Он наливался кровью от самоудовольствия, покашливал и охорашивался в кресле.
— Что было бы, а?
— Оставьте, Яков Федорович. Вы не знаете, что было бы.
— Не знаю? Ну так ты сама знаешь.
— И я не знаю. Никто не знает.
Она сбросила платье и стала вдруг какой-то домовитой, толстоногой в цветной юбке немкой, готовой пасть сейчас на колени и благословлять небо, что миновала ее беспутная, темная, страшная слепотой своей жизнь, а взяла ее жизнь тихая, пресная и положила за пазуху к такому доброму человеку.
— Что было бы, Мотьхен! — повторял этот добрый человек, самодовольничая в дымном облаке. — А может быть, тебе лучше было бы, Мотьхен? Ты кое к чему не привыкла ли? С одним, да еще старым, не скучно ли тебе? И веселей было бы с пятью какими-нибудь молодцами?
Яков Федорович нагнул голову и льстивым шепотом начинал дразнить.
Мотьхен прислушивалась к противным его словам, как лошадь, которую стегают, по не зажившей еще шкуре.
— Поцелуй мне руку, Мотьхен! — строго сказал Яков Федорович.
Она покорно подошла и нагнулась поцеловать его руку.
— Что ты, Мотьхен! Разве так целуют? На колени надо стать.
Она и на колени стала.
— Ты понимаешь, за что ты мне руку целуешь?
Она тихонько качнула головой.
— Нет? О, когда же ты поймешь! За то, что я спас тебя.
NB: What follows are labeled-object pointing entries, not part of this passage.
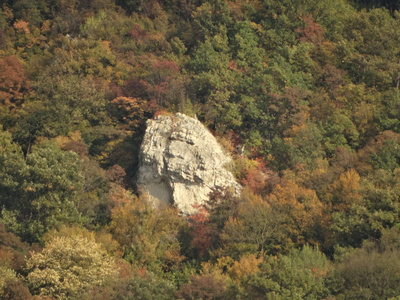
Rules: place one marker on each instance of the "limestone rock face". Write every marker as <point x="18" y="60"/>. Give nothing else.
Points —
<point x="181" y="163"/>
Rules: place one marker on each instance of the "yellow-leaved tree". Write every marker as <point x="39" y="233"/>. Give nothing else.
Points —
<point x="69" y="268"/>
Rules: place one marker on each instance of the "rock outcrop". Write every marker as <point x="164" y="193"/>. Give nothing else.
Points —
<point x="181" y="163"/>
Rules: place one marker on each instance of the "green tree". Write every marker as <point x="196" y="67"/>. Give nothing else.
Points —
<point x="41" y="191"/>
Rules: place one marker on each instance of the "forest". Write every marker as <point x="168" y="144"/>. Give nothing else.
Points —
<point x="309" y="90"/>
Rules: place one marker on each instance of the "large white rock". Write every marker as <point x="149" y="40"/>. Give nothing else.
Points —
<point x="181" y="163"/>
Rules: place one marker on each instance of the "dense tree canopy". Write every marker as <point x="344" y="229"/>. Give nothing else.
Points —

— За то, что вы спасли меня.
— За то, что я взял тебя в дом к себе!
— За то, что вы взяли меня в дом к себе…
Она рабски повторяла его слова, но какие-то задорные смешинки рождались глубоко в ней. А если бы не спас? А если б не взял?.. Ночь-то какая бывает! И который уж год она звездам в глаза не глядела?
— Глупый вы, Яков Федорович! — сказала она вдруг со вздохом. — Не вы спасли, а просто жизнь переменилась.
И опять села глядеться в зеркало. Какие темные, совсем молодые глаза!
— Поедемте кататься, Яков Федорович?
— Тихое помешательство, — сказал Яков Федорович. — Когда человек начинает понимать, как он счастлив, он потихоньку сходит с ума. А сумасшедшие, конечно, могут и ругаться, и по ночам кататься.
На открытии цирка было шумно и весело. Пахло тощей черной лошадью, которая стояла за перегородкой и фыркала, радуясь, что кончился переезд. Директор торжественно провозглашал номера, и пять музыкантов играли неистовый марш. Янкелевич был среди них, приглашенный в последнюю минуту для пополнения оркестра.
Чета Стубе сидела в рублевых местах. Яков Федорович хмурился и важничал. Матильда Петровна вся светилась. Она чувствовала себя прежней Мотей. В ней просыпались долго дремавшие голоса дикой воли и пьяного восторга. Издалека звучали ей струны ее старенькой дешевой арфы, и звуки их казались теперь такими невероятно прекрасными, такими невыносимо блаженными. Сон ли это был или еще что, но счастье это было и полная до краев жизнь. Вот этими пальцами играла Мотя, и пела, и Мотю слушали. А теперь пальцы потолстели, и разве может что-нибудь спеть теперь Мотя?